Traveling the road from Idea all the way to OpenJDK

Donald Raab
11 min readJul 20, 2022

--

See something. Say something. Prove something. Do something.

The Tower Bridge on the River Thames, London in May 2013

Starting with an Idea

In May 2013, I was in traveling on business in London. The GS Collections library had been released to open source on GitHub a year and a half earlier (January 2012). I was a member of the JSR 335 Expert Group, and would post in the lambda-lib-spec-experts mail list when I wanted to share an opinion on a topic being discussed.

See Something

While I was in London, I was actively testing GS Collections with the Java Stream library using a binary snapshot of the pre-Java 8 release. I recall spending several hours in my hotel room, across from St. Paul’s Cathedral, puzzling over a peculiar performance difference I was seeing between stream and parallelStream when used with GS Collections’ FastList class.

My hotel in London, May 2013

The Java Microbenchmark Harness project (JMH) did not yet exist in open source at this point in time. The first publicly available version of JMH that I could see in GitHub was tagged as a release in November, 2013. I had written and used my own microbenchmark harness in Java for several years. The tool was fairly simple, but I often questioned the accuracy of results. The differences I was seeing between stream and parallelStream for FastList were so stark and surprising, I believed I had discovered something that needed to be addressed.

I knew that access to Stream would be introduced in Java as default methods named stream() and parallelStream() on the java.util.Collection interface. Any interface or class that extended or implemented java.util.Collection would inherit the default implementation of the stream() and parallelStream() methods. Both stream and parallelStream depended on another default method named spliterator. I knew that FastList and the other mutable containers in GS Collections would immediately be able to leverage Java Streams because they inherited from Collection.

I ran some benchmarks comparing stream and parallelStream with eager iteration methods provided by GS Collections for both FastList and ArrayList. The benchmarks were measuring the average time in milliseconds for each operation, so smaller is better in the charts.
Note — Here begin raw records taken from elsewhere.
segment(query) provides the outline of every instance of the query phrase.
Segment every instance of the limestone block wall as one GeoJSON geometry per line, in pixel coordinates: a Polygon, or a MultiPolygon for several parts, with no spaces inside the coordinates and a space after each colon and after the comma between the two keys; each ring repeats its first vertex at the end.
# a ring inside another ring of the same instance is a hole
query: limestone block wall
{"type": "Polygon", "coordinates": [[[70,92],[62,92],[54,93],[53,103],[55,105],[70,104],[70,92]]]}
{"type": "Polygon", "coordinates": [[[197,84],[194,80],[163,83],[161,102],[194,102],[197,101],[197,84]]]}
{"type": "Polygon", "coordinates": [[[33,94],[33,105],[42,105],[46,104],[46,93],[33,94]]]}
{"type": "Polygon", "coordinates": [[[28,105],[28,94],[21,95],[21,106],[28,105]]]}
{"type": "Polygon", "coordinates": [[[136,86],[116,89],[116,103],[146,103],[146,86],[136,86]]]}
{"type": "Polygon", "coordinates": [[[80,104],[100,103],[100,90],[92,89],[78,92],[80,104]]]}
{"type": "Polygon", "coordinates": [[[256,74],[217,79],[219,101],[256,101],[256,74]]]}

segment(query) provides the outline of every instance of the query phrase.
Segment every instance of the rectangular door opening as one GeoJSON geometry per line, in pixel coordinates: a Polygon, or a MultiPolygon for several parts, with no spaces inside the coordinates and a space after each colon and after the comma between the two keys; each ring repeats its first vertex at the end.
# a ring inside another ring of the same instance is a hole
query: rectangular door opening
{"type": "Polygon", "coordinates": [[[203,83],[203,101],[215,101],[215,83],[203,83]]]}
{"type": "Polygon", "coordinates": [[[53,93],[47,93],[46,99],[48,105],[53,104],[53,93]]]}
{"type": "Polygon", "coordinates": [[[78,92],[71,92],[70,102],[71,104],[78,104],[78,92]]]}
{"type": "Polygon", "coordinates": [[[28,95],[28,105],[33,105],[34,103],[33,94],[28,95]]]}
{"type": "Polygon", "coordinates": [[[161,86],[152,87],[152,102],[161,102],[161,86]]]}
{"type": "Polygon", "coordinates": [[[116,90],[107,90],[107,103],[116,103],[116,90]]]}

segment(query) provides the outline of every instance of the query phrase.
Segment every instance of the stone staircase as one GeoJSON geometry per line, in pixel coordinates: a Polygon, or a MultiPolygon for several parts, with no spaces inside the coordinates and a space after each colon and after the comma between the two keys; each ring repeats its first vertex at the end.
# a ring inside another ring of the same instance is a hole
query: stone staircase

Here are the performance numbers I saw for GS Collections’ FastList.

Filtering 1,000,000 element FastList using stream, parallelStream and GSC eager — Smaller is Better

Here are the performance numbers I saw for ArrayList.

Filtering 1,000,000 element ArrayList using stream, parallelStream and GSC eager methods — Smaller is Better

Eager filtering in GS Collections (green bars) performed better than stream/parallelStream (blue bars) filtering in all cases. This met my expectations, as eager methods will almost always outperform for a single operation like filter. The difference in performance between parallelStream filtering with FastList and parallelStream filtering with ArrayList is the thing that confused and concerned me. I expected FastList performance to be very similar to ArrayList.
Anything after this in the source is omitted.